MILWAUKEE – Here’s a way you might save $20 this year: Change the font in the documents you print.
Because different fonts require different amounts of ink to print, you could be buying new printer cartridges less often if you wrote in, say, Century Gothic rather than Arial. Schools and businesses could save thousands of dollars with font changes.
Data on the subject from Printer.com, a Dutch company that evaluates printer attributes, persuaded the University of Wisconsin-Green Bay to make a switch. Diane Blohowiak, coordinator of information-technology user support, has asked faculty and staff to use Century Gothic for all printed documents. The school also plans to change its e-mail system so it uses Century Gothic.
“The feedback we’ve gotten so far has been positive,” she said. “Century Gothic is very readable.”

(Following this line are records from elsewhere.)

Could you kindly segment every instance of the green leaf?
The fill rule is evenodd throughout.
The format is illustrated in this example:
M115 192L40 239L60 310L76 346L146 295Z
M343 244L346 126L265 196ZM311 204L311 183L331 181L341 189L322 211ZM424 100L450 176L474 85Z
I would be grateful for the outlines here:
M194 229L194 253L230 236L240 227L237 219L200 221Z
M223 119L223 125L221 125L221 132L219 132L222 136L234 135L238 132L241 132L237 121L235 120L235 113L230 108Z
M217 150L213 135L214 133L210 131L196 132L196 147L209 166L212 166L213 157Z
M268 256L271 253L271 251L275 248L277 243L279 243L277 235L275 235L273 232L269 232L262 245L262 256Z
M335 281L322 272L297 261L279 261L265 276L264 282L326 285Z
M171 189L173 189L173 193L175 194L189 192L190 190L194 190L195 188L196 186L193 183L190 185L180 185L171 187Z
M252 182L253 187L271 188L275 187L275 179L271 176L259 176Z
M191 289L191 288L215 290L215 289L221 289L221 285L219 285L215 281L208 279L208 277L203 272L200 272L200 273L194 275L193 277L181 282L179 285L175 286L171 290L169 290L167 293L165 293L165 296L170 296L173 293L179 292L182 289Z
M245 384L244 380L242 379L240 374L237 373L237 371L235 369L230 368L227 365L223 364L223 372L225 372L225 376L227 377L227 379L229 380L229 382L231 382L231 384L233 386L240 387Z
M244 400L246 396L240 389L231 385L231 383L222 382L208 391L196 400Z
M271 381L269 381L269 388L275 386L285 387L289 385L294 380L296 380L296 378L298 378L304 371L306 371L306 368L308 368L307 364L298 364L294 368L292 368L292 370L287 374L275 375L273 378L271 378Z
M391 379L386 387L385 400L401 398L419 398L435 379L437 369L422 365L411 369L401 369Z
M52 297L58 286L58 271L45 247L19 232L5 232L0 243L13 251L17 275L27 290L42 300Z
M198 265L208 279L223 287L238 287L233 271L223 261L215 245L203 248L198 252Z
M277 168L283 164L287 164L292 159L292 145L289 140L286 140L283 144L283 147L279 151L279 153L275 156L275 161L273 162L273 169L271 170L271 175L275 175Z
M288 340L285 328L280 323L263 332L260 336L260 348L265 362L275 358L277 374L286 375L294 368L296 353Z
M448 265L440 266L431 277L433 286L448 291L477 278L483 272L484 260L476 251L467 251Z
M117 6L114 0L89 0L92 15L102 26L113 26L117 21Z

The school of 6,500 students spends about $100,000 per year on ink and toner cartridges. Although students and staff can change the default font to something more ink-intensive, Blohowiak said the university expects to save $5,000 to $10,000 per year with the font switch.
When Printer.com tested popular fonts for their ink-friendly ways, Century Gothic and Times New Roman topped the list. Calibri, Verdana, Arial and Sans Serif were next, followed by Trebuchet, Tahoma and Franklin Gothic Medium. Century Gothic uses about 30 percent less ink than Arial.
The amount of ink a font drains is mainly driven by the thickness of its lines. A font with “narrow” or “light” in its name is usually better than its “bold” or “black” counterpart, said Thom Brown, an ink researcher at Hewlett-Packard Co., the world’s top maker of printers.
Also, serif fonts — those with short horizontal lines at the top and bottom of characters — tend to use thinner lines and thus less ink than a “sans serif” counterpart.